Injectable bone' helps fractures
07 March, 2013
ISLAMABAD: A material that can be squirted into broken bones where it hardens within minutes, has been developed by UK scientists.
The toothpaste-like substance forms a biodegradeable scaffold over which the body's own bone grows.
Its makers, from Nottingham University, said it could help remove the need for painful bone grafts in many cases.
They are working to start clinical trials in the UK, and expect it to be used in the US within 18 months.
The "injectable bone" won a prestigious medical innovation award last week, and is the brainchild of Professor Kevin Shakesheff, from the University of Nottingham.
Its advantage over traditional bone cements is in the hardening process.
While conventional cements give off heat as they harden, killing surrounding cells, and making them unusable in some parts of the body, this polymer does not.
The material has the texture of toothpaste at room temperature, and when it rises to body temperature, this is enough to trigger the hardening reaction.
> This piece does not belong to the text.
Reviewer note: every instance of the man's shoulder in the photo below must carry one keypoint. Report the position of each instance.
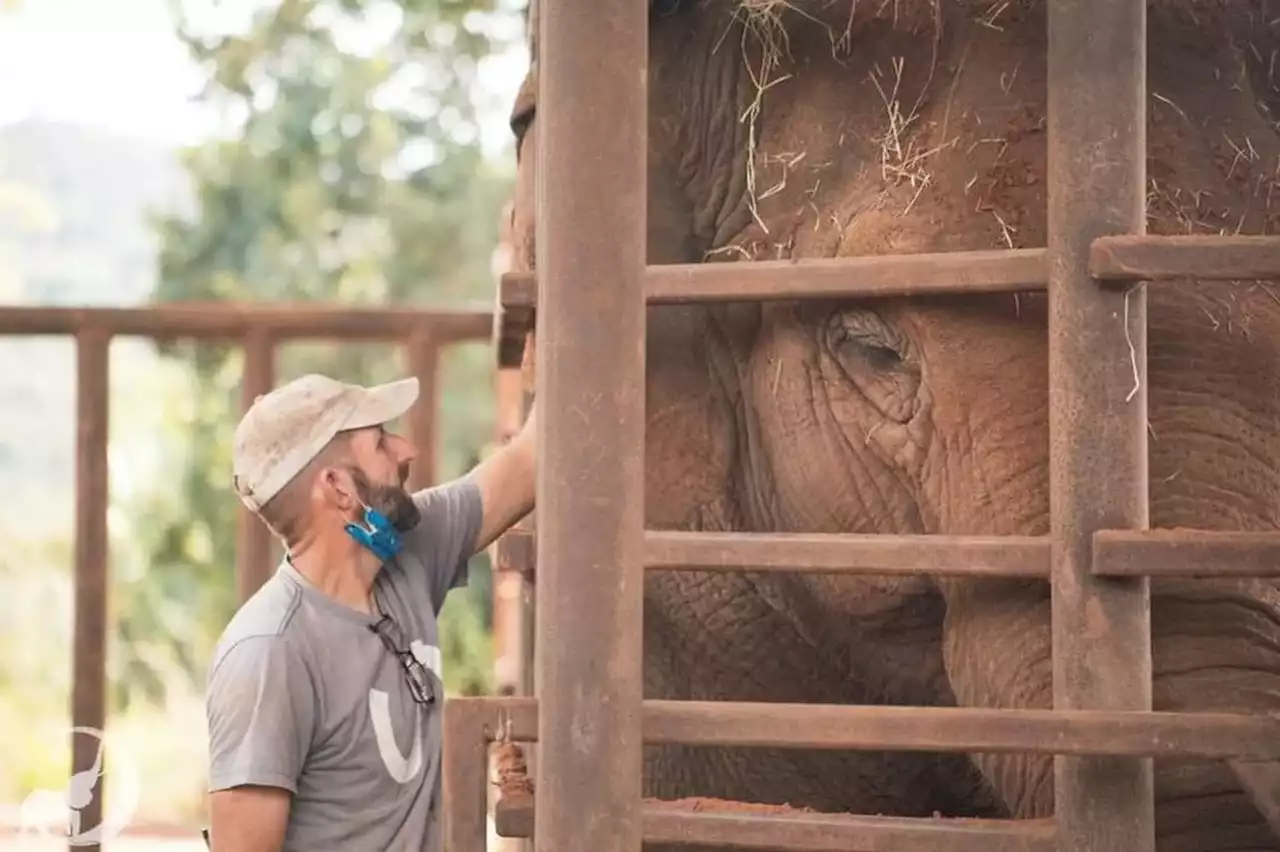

Professor Shakesheff said it was easy to inject into the right part of the body without a surgical incision, unlike bone grafts, which use bone taken from another part of the patient's body, such as the hip, to plug a damaged gap.
"Not only does the patient need to be opened up, he or she is left with a damaged area - using this would avoid that.
"We believe we can just insert the needle, follow it to the right spot and inject the polymer, which will fill the desired area, and set as hard as the bone on either side.
"Because the material does not heat up, surrounding bone cells survive and can grow."
Some limitations remain - even though the polymer is as hard as bone within minutes, the join between itself and old bone is weaker, and a leg fracture fixed this way would still need metal pins to stop it shearing apart when the patient tried to walk.
However, he said that the lack of heat as the substance set meant that it could potentially be used in other applications where a tough scaffold was needed to support the growth of new cells.
This could one day even stretch to other damaged areas such as the heart, he said.
Mr. Andy Goldberg, a consultant orthopaedic surgeon at the Nuffield Orthopaedic Centre in Oxford, and a co-founder of the Medical Futures awards, which honoured the invention last week, said: "This technology has fantastic potential.
"As an orthopaedic surgeon, being able to work with a substance that is flexible, as opposed to using hard bone will make a real difference.
"The fact that it doesn't heat up when in the body, like many other injectable substances is a significant breakthrough."
Professor Shakesheff has created a biotechnology firm to help develop and market the invention, and is now working to prove its safety so that it can be used in hospitals.
He said that the swiftest route to market was in the US, where the product could be available some time in 2010.
Professor Richard Oreffo, a specialist in musculoskeletal science at the University of Southampton, said that the material had potential.
"As I understand it, the advantage it has is that the patient's own cells and growth factors can be delivered with it, and because everything happens at room temperature, they are delivered intact to the patient."